= Karl Fields =

American political scientist

Karl J. Fields (born 1958) is a professor of Politics and Government at the University of Puget Sound.

Fields holds a BA from Brigham Young University in political science and an MA and Ph.D. from the University of California, Berkeley also in political science.

Fields specialty is East Asian politics especially in relation to economics. His first book Enterprise and the State in Korea and Taiwan (Cornell University Press, 1995) was about the inter-relations of government and business in East Asian economic growth. He also co-authored the textbook Cases in Comparative Politics along with Patrick O'Neil and Don Share (Norton, 2009).

Fields joined the faculty of the University of Puget Sound in 1990. For a time he served as director of the Asian Studies program at that institution. He is currently working on a book on party capitalism.

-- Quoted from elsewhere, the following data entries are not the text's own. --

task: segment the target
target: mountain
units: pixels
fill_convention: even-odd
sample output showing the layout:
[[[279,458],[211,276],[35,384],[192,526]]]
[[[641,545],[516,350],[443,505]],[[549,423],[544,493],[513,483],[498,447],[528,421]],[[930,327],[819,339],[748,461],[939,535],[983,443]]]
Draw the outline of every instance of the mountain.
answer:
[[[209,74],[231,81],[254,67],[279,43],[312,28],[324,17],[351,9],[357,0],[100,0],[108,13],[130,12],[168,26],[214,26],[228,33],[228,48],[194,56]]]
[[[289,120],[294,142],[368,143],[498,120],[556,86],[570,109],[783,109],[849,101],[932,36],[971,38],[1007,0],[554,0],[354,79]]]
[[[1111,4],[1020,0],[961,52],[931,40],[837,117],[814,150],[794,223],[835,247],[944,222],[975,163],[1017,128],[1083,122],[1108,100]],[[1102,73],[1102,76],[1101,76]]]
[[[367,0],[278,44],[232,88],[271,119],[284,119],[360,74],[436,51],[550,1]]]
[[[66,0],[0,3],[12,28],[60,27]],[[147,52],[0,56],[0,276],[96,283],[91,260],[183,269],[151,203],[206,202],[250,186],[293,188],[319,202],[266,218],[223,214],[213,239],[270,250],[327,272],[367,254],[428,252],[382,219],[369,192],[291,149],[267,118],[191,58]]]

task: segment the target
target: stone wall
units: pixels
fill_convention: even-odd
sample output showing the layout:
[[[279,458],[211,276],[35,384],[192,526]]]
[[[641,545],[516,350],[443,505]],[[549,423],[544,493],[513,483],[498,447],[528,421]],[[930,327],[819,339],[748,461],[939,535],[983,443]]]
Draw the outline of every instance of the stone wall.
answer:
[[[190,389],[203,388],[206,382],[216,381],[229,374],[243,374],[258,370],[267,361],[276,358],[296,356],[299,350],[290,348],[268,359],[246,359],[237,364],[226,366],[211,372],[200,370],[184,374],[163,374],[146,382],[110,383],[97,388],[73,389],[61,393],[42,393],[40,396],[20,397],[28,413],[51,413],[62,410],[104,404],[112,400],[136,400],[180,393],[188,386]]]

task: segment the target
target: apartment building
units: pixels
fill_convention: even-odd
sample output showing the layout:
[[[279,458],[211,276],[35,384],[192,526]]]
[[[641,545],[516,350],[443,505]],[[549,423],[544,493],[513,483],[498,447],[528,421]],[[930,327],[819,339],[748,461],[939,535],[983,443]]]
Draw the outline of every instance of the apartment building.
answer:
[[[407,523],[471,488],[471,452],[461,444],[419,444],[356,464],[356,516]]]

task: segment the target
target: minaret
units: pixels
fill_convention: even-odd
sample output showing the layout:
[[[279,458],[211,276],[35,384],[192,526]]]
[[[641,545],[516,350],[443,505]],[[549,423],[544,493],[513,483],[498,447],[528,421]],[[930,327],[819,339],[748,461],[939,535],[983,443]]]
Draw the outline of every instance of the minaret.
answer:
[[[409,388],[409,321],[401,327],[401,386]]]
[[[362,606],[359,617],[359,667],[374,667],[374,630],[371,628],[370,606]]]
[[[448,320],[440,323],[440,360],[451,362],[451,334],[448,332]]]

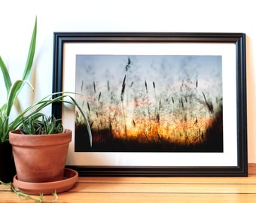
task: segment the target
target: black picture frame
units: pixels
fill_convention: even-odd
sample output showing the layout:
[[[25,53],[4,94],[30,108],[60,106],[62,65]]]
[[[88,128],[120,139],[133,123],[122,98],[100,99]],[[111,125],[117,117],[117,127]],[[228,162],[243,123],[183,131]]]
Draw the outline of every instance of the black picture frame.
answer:
[[[235,59],[233,67],[236,92],[233,105],[236,108],[236,135],[232,135],[236,143],[236,164],[235,165],[69,165],[68,168],[78,171],[80,176],[219,176],[232,177],[248,175],[247,159],[247,120],[246,120],[246,64],[245,34],[244,33],[140,33],[140,32],[54,32],[53,33],[53,92],[63,89],[63,65],[66,44],[230,44]],[[225,79],[225,78],[224,78]],[[227,79],[227,78],[226,78]],[[224,109],[225,106],[224,105]],[[52,114],[62,117],[62,106],[53,104]],[[224,135],[225,136],[225,135]],[[75,153],[75,152],[72,152]]]

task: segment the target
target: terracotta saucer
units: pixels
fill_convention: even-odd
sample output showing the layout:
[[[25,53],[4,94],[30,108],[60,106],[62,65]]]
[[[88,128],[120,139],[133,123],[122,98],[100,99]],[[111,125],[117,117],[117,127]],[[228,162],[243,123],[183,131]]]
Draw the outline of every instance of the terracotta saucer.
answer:
[[[22,192],[29,195],[53,194],[65,192],[71,189],[78,180],[78,173],[72,169],[65,168],[64,178],[59,181],[46,183],[29,183],[20,181],[17,176],[14,177],[14,186]]]

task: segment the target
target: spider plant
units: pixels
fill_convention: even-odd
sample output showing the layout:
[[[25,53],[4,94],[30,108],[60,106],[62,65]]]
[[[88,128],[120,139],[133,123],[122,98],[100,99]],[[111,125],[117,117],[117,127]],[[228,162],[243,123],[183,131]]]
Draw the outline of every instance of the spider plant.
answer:
[[[55,118],[54,115],[50,117],[38,113],[30,117],[28,120],[23,120],[20,126],[20,132],[23,135],[50,135],[62,133],[64,128],[59,122],[60,120]]]
[[[15,102],[17,99],[17,96],[24,85],[29,86],[32,90],[34,90],[32,85],[28,80],[28,79],[32,69],[32,68],[35,50],[36,33],[37,18],[35,18],[26,64],[23,71],[23,75],[20,80],[17,80],[14,83],[11,82],[8,70],[0,56],[0,67],[7,92],[6,103],[0,107],[0,142],[3,143],[8,141],[9,132],[17,129],[22,124],[23,120],[29,120],[29,117],[35,117],[35,115],[38,114],[43,108],[51,105],[54,102],[62,102],[76,106],[81,113],[81,115],[83,116],[87,125],[90,145],[92,145],[92,135],[89,123],[81,108],[79,107],[73,97],[70,95],[72,94],[75,94],[73,92],[61,92],[50,94],[23,110],[17,117],[15,117],[13,120],[10,120],[11,110],[14,108]]]

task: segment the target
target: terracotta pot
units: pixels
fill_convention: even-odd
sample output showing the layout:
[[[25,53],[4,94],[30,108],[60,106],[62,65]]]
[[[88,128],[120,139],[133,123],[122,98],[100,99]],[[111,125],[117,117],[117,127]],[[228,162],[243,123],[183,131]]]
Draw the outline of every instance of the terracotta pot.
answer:
[[[15,167],[19,180],[43,183],[61,180],[72,131],[62,134],[22,135],[11,131],[9,141],[12,145]]]
[[[9,142],[0,143],[0,180],[10,183],[16,174],[11,145]]]

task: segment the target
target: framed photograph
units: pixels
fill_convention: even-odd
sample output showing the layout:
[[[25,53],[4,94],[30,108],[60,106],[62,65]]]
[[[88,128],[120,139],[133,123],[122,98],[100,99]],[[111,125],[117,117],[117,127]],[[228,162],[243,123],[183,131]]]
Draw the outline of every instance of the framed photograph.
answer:
[[[54,104],[80,176],[247,176],[245,35],[55,32]]]

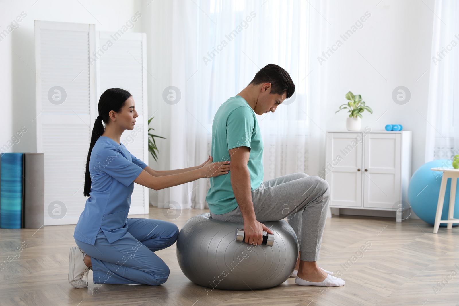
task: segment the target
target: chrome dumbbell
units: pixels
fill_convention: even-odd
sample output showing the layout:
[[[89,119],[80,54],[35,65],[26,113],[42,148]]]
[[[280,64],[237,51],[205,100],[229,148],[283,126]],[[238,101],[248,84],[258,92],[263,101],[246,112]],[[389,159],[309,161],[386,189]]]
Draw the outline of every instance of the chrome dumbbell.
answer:
[[[238,228],[236,230],[236,234],[235,239],[238,242],[243,242],[246,239],[246,235],[244,233],[244,230],[241,228]],[[263,231],[263,244],[272,246],[274,244],[274,235],[268,234]]]

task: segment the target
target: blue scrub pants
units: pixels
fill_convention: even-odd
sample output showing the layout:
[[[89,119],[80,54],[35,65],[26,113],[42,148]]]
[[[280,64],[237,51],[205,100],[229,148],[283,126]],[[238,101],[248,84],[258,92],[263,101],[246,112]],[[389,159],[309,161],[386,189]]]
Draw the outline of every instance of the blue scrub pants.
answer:
[[[173,245],[179,235],[177,225],[152,219],[128,218],[128,232],[109,243],[101,229],[94,245],[75,239],[91,256],[94,284],[163,284],[169,268],[153,252]]]

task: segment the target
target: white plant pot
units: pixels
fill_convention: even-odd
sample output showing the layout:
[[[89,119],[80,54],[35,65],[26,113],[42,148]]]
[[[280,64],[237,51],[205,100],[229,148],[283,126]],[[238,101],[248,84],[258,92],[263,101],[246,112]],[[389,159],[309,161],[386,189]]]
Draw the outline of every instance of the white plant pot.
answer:
[[[346,119],[346,128],[348,131],[360,131],[362,127],[362,119],[360,117],[347,117]]]

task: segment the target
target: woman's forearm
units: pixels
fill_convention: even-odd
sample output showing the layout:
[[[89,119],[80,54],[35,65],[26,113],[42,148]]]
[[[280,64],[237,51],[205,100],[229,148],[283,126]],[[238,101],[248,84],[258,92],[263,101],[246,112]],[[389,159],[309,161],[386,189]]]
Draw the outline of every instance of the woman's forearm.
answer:
[[[134,183],[158,190],[192,182],[203,177],[204,177],[203,171],[199,169],[181,173],[163,175],[161,178],[151,175],[146,171],[144,171],[134,180]]]
[[[199,167],[196,166],[194,167],[190,167],[190,168],[185,168],[184,169],[177,169],[174,170],[161,170],[156,171],[156,176],[164,176],[165,175],[172,175],[172,174],[178,174],[179,173],[183,173],[184,172],[188,172],[189,171],[191,171],[192,170],[196,170],[199,168]]]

He was recognized as professor of the year in Washington State by the Carnegie Foundation for the Advancement of Teaching and the Council for Advancement and Support of Education. From 2000 to 2004, he was the director of the University of Puget Sound department of politics and government.

Fields served a mission for the Church of Jesus Christ of Latter-day Saints in Taiwan. He currently serves as a branch president in the Gig Harbor Washington Stake. In January 2021, it was announced that he had been called as Taiwan Taichung mission president. He will begin his service in July 2021.

Karl Fields is married to Melanie Fields and live together with their four children Lauren Fields, Lindsey Fields, Mason Fields, and Spencer Fields.